I feel soiled. You can’t call me a man at this point; that’s too generous a title. I am a golem, constructed out of flaming bags of shit and garbage. On the other side of the room, Carina sits next to Mara Bancroft. I can feel her throbbing with embarrassment and anger—her mood generates a heat that can be felt from the other side of Fitz’s Den. It’s blistering my skin, giving me radiation poisoning, singeing my nerve endings, and yet no one else seems affected by it. No else seems to have even noticed.
She hasn’t looked at me since she entered the room and dumped her bag down at her feet. Just as I promised her last night, I haven’t looked at her, either. Not directly.
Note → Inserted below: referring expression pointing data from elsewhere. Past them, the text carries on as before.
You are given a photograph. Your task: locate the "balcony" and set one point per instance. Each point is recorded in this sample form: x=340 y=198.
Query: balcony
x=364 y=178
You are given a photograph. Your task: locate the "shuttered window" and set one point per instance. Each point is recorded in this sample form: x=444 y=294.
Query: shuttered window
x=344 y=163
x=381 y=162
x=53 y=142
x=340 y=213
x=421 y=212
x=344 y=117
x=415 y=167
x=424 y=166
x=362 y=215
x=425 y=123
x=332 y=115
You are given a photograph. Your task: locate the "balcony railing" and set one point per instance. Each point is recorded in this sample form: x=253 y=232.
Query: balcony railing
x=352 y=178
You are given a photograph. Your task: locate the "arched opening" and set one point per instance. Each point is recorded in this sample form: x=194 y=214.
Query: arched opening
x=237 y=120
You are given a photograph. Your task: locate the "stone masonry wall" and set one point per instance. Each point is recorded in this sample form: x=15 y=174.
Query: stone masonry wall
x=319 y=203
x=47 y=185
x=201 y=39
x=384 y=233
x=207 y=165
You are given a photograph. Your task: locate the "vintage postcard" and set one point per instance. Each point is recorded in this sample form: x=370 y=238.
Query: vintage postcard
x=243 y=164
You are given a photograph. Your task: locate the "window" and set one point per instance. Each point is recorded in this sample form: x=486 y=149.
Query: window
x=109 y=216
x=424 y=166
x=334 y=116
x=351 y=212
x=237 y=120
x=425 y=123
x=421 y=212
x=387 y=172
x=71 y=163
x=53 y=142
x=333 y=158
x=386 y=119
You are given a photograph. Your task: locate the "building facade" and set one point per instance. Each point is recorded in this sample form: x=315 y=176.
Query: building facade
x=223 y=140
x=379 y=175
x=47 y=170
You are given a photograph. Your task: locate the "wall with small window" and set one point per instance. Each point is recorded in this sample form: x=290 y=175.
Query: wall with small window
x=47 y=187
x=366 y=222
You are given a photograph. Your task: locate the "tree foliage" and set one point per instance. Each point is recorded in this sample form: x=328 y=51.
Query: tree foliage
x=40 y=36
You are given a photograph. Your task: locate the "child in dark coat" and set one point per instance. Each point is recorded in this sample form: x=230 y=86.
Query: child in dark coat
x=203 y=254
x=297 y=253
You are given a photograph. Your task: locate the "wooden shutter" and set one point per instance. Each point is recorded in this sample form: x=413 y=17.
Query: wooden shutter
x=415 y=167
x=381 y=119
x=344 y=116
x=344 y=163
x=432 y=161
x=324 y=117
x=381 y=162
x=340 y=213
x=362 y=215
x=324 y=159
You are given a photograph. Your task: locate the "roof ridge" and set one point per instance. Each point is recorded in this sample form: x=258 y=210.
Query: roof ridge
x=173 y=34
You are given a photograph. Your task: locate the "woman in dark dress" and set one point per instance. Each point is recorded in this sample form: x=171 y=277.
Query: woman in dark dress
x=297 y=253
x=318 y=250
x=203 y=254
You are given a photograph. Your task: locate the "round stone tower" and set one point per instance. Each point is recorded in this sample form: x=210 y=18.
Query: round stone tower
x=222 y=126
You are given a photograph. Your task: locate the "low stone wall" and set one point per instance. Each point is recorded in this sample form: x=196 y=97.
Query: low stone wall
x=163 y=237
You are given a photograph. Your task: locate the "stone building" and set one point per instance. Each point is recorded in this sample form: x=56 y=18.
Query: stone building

I’m really good at watching her in my peripherals, though; my eyes have wandered the room, skipping from the white board at the front of the class, to the ceiling, to out of the window, but the only thing I’ve been able to focus on is the girl wearing the bright purple jeans on the other side of the room.
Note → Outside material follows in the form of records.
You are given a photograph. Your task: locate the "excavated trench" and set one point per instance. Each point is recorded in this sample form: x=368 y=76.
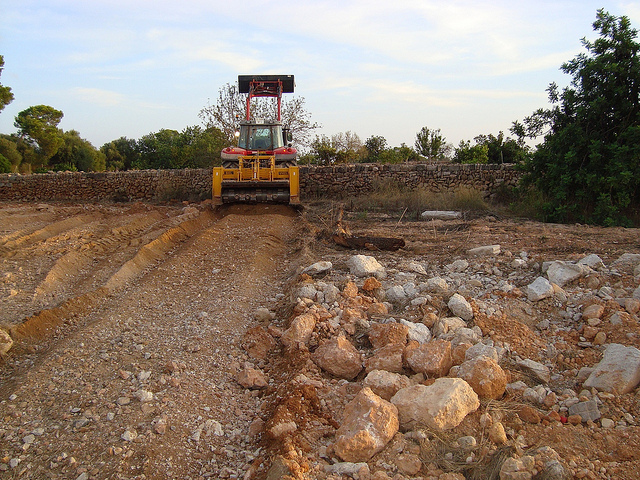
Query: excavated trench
x=127 y=324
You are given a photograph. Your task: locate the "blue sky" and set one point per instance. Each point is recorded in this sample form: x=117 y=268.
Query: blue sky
x=126 y=68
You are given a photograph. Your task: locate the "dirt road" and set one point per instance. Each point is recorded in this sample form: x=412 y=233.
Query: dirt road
x=150 y=304
x=130 y=323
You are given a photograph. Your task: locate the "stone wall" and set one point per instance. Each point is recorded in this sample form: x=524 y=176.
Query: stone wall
x=349 y=180
x=195 y=184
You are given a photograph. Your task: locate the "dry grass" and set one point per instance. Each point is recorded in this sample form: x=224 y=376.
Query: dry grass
x=393 y=197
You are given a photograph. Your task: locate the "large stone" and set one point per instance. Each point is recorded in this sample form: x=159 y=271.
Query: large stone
x=592 y=261
x=318 y=269
x=518 y=468
x=6 y=342
x=381 y=334
x=484 y=251
x=436 y=285
x=388 y=358
x=562 y=273
x=433 y=359
x=396 y=295
x=627 y=262
x=385 y=384
x=539 y=289
x=250 y=377
x=369 y=424
x=365 y=266
x=485 y=376
x=371 y=284
x=460 y=307
x=618 y=372
x=258 y=342
x=338 y=357
x=587 y=410
x=300 y=330
x=448 y=325
x=535 y=369
x=593 y=311
x=442 y=405
x=481 y=350
x=417 y=331
x=440 y=215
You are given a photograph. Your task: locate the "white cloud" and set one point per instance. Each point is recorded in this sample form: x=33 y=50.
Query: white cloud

I’m supposed to fuck a random at Cosgrove’s soon, to convince my friends that I don’t give a shit about this girl. I do, though. Really fucking do. I can’t stop thinking about her. Can’t stop being mad at her nosy ass. Can’t stop thinking about how cute she is when she’s mad. I’d pay someone good money if they could tell me how to get the image of her tight little nipples poking through that t-shirt out of my head, too. That’d be fucking nice.
I can’t be interested in her. I just can’t. So I pretend.
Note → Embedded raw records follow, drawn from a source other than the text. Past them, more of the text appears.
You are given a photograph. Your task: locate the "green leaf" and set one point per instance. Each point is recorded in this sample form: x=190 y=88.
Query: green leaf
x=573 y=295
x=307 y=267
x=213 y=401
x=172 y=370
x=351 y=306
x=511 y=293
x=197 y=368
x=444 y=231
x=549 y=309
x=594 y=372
My disinterest requires me to be convincing. I yawn. I stab the tip of my ballpoint pen into my notepad. I kick my feet out and cross my legs at the ankles, and I do not look at Carina Mendoza.
Fitz is still banging on about The Count of Monte fucking Cristo. I tune him out. When I do take a moment to check back into reality, I can’t help but paint a picture of what was going down between my friend and that motherfucker in the maze the other day, and my insides noodle themsel
ves into knots. My dislike of Fitz, which might have been a little unjustified before, now feels perfectly justified. Too smooth. Too polished. Too fucking cool. He’s an English teacher at a school for spoiled rich kids, for fuck’s sake, and he walks around this place like he wrote fucking Catcher in the Rye. He’s not cool. He’s a fucking rat, and I do not like fucking rats.
If he does anything to mess with Wren, and I mean anything that has a negative impact on my friend, I will destroy him.
Wren’s never been one to make safe choices. He’s smart as hell, but that often doesn’t translate to careful. I could throttle the dumb bastard, really. If he wanted to have an illicit tryst with a Wolf Hall faculty member, he could have chosen literally anyone else and made a better call. Miss Naismith from the I.T. department? She’s got a stick shoved a mile up her ass, but then again, saying that, it’s a fine fucking ass. He could have had plenty of fun with her.
And if this whole thing was more about experimenting with a dude, then fine. I have no issues with that whatsoever. But what was wrong with Sam Levitan? Levitan’s the head of the Math department. Way hotter than Fitz. Wolf Hall’s female demographic are constantly pissing and moaning about the fact that Levitan’s actually gay and none of them stand a chance with him.
Fitz typically dates women. Or should I say girls. It’s common knowledge that he used to fuck senior chicks in the gazebo all the time back when we were freshmen. It’s so unexpected and unlikely, this weird connection between this asshole and Wren, that something about it just doesn’t feel right.
Halfway through class, Fitz notices me staring at him and pushes his glasses up his nose, squinting. “I’m sorry, do I have something on my face, Lord Lovett? You’ve been drilling holes in my skull for quite some time now.”
Oooh, look at you, being all observant and shit. Wren, who’s been feigning sleep for the past thirty minutes, cracks an eye and looks at me. Everyone’s looking at me. Everyone but Carina, who keeps her eyes affixed on the door, like she’s fantasizing about making her escape.